Dünya ülkelerinin en çok üzerinde durdukları ortak sözcük, “Kalkınma” sözcüğü olsa gerektir. Çünkü ötedenberi hiç bir hükümet yoktur ki, iş başına gelir gelmez, en temel mesele olarak “kalkınma” yı programına almamış olsun…

Görüldüğü kadarıyla kalkınma davası, çoğu ülkelerce tek boyutlu yani sadece maddi olarak ele alınmakta, maddi refaha kavuşma ile kalkınma olayı aynı manayı ifade eden kavramlar olarak kabul edilmektedir.

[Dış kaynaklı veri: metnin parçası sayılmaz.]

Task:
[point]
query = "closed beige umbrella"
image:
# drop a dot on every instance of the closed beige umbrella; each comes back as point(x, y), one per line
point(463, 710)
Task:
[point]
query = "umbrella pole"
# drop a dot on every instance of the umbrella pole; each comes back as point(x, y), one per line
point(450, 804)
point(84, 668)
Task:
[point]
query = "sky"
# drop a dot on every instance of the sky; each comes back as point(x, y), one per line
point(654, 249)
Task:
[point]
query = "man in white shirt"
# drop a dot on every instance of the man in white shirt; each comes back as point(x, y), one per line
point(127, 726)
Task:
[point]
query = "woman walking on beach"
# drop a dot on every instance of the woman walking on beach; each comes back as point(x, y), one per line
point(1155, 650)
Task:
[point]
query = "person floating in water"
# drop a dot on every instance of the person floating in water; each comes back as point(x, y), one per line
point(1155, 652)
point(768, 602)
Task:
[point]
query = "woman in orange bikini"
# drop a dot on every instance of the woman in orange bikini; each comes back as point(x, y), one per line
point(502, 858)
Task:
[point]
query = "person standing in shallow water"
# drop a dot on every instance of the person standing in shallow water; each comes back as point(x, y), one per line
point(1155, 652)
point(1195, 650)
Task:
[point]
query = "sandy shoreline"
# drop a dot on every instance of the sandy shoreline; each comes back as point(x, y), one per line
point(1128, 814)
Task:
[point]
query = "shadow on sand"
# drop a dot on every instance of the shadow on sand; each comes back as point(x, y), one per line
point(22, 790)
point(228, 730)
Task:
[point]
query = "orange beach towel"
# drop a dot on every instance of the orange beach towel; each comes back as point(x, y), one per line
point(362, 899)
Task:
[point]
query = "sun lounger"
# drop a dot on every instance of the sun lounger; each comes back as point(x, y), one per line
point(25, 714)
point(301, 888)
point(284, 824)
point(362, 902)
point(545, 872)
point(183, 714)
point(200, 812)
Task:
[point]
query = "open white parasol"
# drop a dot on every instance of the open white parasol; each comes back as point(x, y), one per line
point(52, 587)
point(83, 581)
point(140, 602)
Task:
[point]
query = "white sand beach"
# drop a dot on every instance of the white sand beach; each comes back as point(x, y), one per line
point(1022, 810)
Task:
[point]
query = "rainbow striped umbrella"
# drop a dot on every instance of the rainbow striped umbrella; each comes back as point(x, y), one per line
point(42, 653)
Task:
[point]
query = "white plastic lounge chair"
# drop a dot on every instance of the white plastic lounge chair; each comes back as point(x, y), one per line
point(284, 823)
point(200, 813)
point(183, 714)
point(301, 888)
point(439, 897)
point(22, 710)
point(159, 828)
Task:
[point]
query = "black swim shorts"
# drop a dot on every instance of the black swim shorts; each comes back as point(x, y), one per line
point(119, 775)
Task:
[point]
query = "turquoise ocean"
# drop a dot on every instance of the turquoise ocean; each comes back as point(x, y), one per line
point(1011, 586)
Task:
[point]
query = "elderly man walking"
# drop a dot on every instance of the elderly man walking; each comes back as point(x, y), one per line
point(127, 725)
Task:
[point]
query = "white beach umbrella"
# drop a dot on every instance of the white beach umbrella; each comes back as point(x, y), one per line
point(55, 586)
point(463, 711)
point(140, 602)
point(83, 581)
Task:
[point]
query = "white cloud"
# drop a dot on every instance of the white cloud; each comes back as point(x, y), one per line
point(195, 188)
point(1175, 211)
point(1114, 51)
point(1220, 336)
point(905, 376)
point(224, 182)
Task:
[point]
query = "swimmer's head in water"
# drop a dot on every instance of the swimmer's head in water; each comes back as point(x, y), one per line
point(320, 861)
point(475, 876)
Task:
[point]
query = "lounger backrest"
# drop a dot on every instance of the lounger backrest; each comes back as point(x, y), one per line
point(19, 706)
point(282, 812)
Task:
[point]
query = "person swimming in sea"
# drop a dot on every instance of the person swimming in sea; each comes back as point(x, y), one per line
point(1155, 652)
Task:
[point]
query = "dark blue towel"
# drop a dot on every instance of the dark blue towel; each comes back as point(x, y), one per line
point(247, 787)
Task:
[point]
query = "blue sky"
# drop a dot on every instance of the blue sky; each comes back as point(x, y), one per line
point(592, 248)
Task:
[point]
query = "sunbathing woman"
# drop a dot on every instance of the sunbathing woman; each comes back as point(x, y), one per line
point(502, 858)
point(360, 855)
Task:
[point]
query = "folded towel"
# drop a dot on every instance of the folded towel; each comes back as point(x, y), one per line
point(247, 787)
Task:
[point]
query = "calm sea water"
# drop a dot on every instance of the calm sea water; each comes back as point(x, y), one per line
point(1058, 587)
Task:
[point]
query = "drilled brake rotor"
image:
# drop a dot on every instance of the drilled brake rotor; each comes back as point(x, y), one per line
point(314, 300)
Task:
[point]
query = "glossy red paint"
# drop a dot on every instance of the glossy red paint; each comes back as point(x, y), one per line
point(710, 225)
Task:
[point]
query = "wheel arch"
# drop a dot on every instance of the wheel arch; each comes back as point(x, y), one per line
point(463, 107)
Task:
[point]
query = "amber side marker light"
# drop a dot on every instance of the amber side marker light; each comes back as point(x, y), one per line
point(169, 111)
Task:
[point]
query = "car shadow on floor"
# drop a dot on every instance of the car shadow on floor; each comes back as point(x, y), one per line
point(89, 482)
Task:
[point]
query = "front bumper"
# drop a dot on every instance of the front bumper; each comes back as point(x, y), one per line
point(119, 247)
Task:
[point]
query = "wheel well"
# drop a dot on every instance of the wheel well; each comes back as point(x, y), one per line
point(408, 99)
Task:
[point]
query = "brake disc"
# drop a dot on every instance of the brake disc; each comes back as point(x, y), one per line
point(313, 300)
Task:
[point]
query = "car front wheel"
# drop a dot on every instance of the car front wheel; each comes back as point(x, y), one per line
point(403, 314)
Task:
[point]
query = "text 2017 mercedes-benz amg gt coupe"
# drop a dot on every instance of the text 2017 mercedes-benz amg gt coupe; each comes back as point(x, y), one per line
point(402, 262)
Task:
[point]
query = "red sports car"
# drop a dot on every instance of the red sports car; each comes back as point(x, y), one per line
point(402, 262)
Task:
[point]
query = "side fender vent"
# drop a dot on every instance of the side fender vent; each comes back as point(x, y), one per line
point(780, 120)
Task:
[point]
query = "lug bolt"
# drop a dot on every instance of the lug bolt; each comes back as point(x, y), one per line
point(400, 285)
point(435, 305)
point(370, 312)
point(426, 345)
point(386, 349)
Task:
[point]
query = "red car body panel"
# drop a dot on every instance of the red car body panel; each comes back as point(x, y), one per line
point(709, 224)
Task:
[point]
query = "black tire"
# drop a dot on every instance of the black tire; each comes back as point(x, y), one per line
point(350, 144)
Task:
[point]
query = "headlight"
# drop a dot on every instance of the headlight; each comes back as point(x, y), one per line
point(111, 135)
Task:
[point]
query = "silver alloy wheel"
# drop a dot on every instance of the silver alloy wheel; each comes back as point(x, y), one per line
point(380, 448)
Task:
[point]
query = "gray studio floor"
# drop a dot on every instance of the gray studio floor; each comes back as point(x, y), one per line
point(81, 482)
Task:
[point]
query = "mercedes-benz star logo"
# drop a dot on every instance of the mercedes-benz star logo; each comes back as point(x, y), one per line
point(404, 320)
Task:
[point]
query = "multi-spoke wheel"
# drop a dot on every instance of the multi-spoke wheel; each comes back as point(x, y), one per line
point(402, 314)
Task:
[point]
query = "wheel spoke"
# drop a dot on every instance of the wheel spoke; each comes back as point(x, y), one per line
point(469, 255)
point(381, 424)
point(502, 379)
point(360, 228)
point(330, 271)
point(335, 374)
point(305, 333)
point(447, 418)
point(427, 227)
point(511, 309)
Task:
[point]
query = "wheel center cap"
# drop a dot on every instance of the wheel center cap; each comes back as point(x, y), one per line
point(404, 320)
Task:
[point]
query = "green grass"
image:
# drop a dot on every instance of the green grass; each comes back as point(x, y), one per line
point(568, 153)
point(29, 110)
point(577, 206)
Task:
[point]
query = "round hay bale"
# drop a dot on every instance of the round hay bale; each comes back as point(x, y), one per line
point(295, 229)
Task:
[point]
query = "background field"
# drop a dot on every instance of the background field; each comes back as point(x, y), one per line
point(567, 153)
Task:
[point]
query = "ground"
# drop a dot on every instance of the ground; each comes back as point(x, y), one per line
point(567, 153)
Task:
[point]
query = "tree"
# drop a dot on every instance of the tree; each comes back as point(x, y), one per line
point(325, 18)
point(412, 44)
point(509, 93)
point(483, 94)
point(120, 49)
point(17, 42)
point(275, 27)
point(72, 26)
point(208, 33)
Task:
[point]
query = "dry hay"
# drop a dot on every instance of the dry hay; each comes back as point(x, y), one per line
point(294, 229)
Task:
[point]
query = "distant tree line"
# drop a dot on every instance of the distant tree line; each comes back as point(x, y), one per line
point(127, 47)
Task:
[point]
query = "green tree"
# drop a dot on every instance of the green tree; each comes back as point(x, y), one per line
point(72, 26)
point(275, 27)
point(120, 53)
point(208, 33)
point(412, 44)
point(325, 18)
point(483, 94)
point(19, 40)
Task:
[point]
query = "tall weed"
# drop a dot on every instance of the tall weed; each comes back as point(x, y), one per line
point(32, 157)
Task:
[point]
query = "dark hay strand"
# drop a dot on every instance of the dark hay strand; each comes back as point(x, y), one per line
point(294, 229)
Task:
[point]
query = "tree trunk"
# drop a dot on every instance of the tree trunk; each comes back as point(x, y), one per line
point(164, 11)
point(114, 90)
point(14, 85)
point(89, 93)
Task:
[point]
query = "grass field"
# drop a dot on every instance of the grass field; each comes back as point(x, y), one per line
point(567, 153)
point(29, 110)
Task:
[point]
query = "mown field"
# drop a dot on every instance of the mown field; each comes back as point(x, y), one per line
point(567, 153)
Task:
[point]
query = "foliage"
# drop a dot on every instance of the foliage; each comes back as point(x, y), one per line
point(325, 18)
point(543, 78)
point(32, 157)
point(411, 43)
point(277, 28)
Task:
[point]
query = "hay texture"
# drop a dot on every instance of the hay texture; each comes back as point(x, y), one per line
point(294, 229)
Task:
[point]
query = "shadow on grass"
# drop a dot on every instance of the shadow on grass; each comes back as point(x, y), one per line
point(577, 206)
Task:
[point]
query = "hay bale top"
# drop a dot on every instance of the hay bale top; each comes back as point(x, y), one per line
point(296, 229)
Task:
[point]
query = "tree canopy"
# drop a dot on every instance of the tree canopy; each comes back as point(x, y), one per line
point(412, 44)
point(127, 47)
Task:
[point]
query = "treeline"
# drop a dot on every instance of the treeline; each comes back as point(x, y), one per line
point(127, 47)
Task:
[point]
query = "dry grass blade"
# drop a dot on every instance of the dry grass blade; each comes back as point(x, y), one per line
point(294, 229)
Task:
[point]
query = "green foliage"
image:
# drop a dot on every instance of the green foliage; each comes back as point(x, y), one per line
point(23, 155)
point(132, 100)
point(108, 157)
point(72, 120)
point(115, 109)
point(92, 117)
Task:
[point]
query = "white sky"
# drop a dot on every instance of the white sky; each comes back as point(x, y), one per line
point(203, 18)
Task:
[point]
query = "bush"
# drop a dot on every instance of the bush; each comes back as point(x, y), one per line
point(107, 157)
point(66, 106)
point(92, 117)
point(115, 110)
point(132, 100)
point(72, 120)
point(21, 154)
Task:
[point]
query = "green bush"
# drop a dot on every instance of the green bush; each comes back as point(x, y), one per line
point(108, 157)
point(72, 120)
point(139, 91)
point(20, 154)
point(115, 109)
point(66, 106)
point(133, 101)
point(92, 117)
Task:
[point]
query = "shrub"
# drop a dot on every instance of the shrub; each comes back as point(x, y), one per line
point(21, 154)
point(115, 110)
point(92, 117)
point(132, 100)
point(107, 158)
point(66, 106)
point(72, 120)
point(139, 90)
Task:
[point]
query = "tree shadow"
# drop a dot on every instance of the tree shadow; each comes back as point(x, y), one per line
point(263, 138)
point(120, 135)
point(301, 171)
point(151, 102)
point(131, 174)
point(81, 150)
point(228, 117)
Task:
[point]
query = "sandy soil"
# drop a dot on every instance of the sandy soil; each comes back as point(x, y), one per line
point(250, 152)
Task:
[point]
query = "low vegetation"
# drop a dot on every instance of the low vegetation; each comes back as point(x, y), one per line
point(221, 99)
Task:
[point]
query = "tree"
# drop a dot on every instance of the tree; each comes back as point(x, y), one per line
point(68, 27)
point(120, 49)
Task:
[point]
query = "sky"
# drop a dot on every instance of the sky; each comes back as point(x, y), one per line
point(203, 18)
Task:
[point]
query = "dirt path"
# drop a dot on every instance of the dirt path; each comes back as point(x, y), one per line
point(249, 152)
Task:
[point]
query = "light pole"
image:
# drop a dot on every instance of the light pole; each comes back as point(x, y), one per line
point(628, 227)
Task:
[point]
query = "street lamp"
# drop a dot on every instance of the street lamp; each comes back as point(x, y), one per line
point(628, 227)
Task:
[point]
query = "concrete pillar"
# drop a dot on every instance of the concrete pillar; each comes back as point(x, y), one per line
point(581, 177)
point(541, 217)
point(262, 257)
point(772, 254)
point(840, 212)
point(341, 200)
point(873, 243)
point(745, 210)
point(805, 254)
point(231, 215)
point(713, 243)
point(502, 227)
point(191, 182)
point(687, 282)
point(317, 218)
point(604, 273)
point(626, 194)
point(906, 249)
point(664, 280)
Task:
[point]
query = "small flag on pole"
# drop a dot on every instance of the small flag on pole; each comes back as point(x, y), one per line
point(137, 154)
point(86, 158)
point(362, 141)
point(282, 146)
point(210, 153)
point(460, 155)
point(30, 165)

Esasen değil sadece müslüman milletlerin, maneviyata önem veren başta kitap ehli milletler olmak üzere ahlaka değer veren büyük laik toplumlann dahi bu tarz kalkınma modelini benimsemeleri gerekir. Ama ne yazıkki durum böyle değildir. Hatta dünyada kalkınmasını bu minval üzere gerçekleştirmeye çalışan tek bir ülke dahi gös­terilemez. Nitekim etrafa şöyle bir bakacak olursak, bir tarafta manen ahlaken çöktükçe çöken ancak korku belası başları dönmek pahasına teknoloji yarışında iddialı ol­maya çalışan iki bloka ayrılmış olan sanayileşmiş zengin ülkeler, diğer taraftan aynı manevi çöküş girdaplarında çır­pınan, uyuşuk hale getirildiğinden uydu görevi verilmiş, sloganlarla avutulan fakir aciz ülkeleri görmekteyiz.

Kısacası kalkınma konusunda dünyada bir karmaşadır, sürüp gitmekte, öyle ki ekonomi ilmi de, bu gidişe alet edilmektedir.

Oysa tarihe bakıldığında, hangi millet manevi yönden iyi bir seviyeyi tutturmuş ise, maddiyat yönünden de ol­dukça mükemmel bir seviyeyi ortaya koymuştur. Ki ta­rihte insanlığı, adalete ve gerçek medeniyete gark eden milletler işte bu şekilde ortaya çıkmıştır. Şöyle ki; Batıda İskender dönemi Yunanistan’ında, Jüstinyen dönemi Bi­zans’ında, doğuda Hz. Süleyman dönemi Yehudas’ında, Hz.Muhammed ve dört halife dönemi Ön Asya’sında ve sonraki Selçuklu ve Osmanlı ülkelerinde tesis edilen adalet ve gerçek medeniyetlerin temelinde ger­çek bir kalkınmanın olduğu, bilinmekte olup, bunun yani iki boyutlu maddi ve manevi kalkınmanın ne denli doğru olduğunun delilidir.

Kimler nasıl ele alırsa alsın, manevi boyutu olmayan bir kalkınma davası olamaz, düşünülmesi de, teşebbüs edilmesi de pek tabii kandırmacadır. Bu sebeple kalkınma denilince, iki boyutlu gerçek kalkınma esas olmalıdır. Yani fert­ler veya cemiyetler, bir yandan ilahi fermanın (vahiy kaynaklı fazilet ve saadet reçeteleri) gerektirdiği şekilde eğitilerek manevi kalkınma sağlanmalı, aynı zamanda fert veya cemiyet, ilmi ve teknik araştırma-geliştirme fa­aliyetleriyle sanayie, ticarete ve ziraate önem vermekle maddi kalkınma sağlanmalıdır. Ki aksi halde büyük istihdam sorunu ortaya çıkmaktadır.) Şüphesiz imanlı, fa­ziletli, adil, çalışkan bir millet olma vasfına kavuşulması, güçlü ve müreffeh bir ülke durumuna gelinmesi , iki boyutlu kalkınma ile mümkündür. Bunun için her şeyden önce kal­kınma davasına samimiyetle inanan ve bağlanan eğitici ve ilim adamlarının ön almaları almaları gerekir.